Pesquisadores demonstram que modelos de inteligência artificial generativa podem transformar textos regulatórios extensos em sinais estruturados úteis para decisões de investimento e estratégia. A técnica foi aplicada a descrições de negócios em relatórios 10-K de empresas dos EUA para mapear a presença de produtos e serviços voltados à descarbonização, como baterias e veículos elétricos.

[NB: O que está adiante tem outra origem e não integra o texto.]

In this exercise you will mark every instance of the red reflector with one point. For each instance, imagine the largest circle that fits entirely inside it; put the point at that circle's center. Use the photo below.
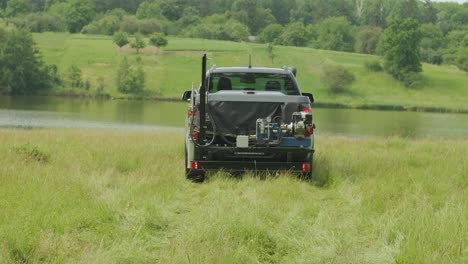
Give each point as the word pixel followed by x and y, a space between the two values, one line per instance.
pixel 194 165
pixel 309 131
pixel 306 109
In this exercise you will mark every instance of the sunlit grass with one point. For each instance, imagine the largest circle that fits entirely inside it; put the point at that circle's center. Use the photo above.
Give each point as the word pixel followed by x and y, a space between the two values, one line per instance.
pixel 112 197
pixel 173 70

O método foca no Item 1 (“Descrição do Negócio”) dos formulários 10-K porque esse campo oferece descrições anuais e detalhadas dos produtos e serviços das empresas negociadas nos EUA. Os autores ajustaram um modelo GPT para distinguir frases que indicam desenvolvimento ou venda de soluções climáticas de menções genéricas sobre clima — por exemplo, vender veículos elétricos conta como atividade, enquanto apenas usá-los em frota corporativa não.

Para calibrar o modelo, foram utilizadas cerca de 3.500 frases do Item 1 extraídas de empresas de diversos setores. Em seguida, o modelo classificou todas as frases do Item 1 em 39.710 formulários 10-K de 4.483 empresas americanas no período de 2005 a 2022, totalizando quase 10 milhões de frases processadas.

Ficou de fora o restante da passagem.